Pusha-T’s Real Beef Is Not With Drake & It Pays Handsomely (Video)

For several months, it appeared that the whole Drake/Pusha-T beef had gone cold. These diss records were halted, reportedly at the order of J. Prince and Kanye West, respectively. Since that early June report, aside from Kanye West’s under-bridge Twitter selfie-video in which he warned Drake against alluding to his wife, Kim Kardashian, things seemed to be stuck at a cease-fire. Then, last week, a sit-down interview with LeBron James and Maverick Carter and their HBO show The Shop added new reports—and new life to Rap’s biggest verbal sparring match of 2018.

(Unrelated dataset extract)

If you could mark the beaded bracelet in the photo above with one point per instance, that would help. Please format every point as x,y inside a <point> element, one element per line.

While airing out ‘Ye, Drake implied that it was his confiding in Kanye that led to Pusha T knowing about his son Adidon. That notion is now being refuted by Pusha, who says it was actually Drake’s producer Noah “40” Shebib who revealed that information to a female companion. During the most recent episode (#188) of The Joe Budden Podcast, G.O.O.D. Music President’s was a guest and expounded about how he found out the ammunition he used for his much-talked-about diss song “The Story Of Adidon” and why his anger about it all stems from elements outside of the studio.

Pusha-T Says Producer “40,” Not Kanye West, Snitched About Drake’s Child (Audio)

Besides the new details surrounding the beef and “baby-gate,” perhaps the most interesting part of the episode though was how deep Pusha is the fast food jingle business. It had previously been divulged that Pusha-T was the one who co-wrote the McDonald’s “I’m Lovin’ It” jingle. In putting some real numbers behind those details, Push’ reveals that his fast-food advertising business did not end there. While he got a six-figure payout more than a decade, the Virginia representative still earns daily from an ad many TV and radio consumers know all too well.

“Steve Stoute brought us the whole McDonald’s jingle. When he brought it, he gave us the ‘I’m Lovin’ It’ tag-line. We basically just wrote to that,” he says at 3:05:00 in the conversation. Pusha clarifies to Joe that his input was greater than the three melodic words ahead of the jingle’s catch-phrase. “Within that, they just took pieces out, whatever the case may be. “They got over [on us with] a onetime payout. Onetime payout. [I] wasn’t hip. [We got] like [$500,000. They gave] me and my brother [No Malice] a half—half a million.” When producer Parks calls that sum “a pretty good payout,” Pusha disagrees. “No! What? It’s playing now! Hey, but I own 40% of the Arby’s commercial, now.” Pusha clarifies that slogan, “We got the meats” is something he helped create. “We own that. We own that. We own that. It’s 40% of that.” Pusha continues, “That’s where a lot of my business is in syncs and movies and commercials.” Pusha thanks manager Steven Victor for urging him to do EDM collaborations which led to some of this new business.

Pusha-T’s Jarring Video Shows The Brutality & Force That Some Of Us Know Too Well

Pusha explains that demanding residuals in his negotiating came from agreeing to something below his value. “The McDonald’s sh*t was a super L, in hindsight,” he said, of his period working for the golden-arches alongside Justin Timberlake and Clipse co-founder/brother No Malice. “[When you are] first coming in the game, [they] set you up.”

Pusha-T recently licensed a song, “No Problem,” to the film, Venom.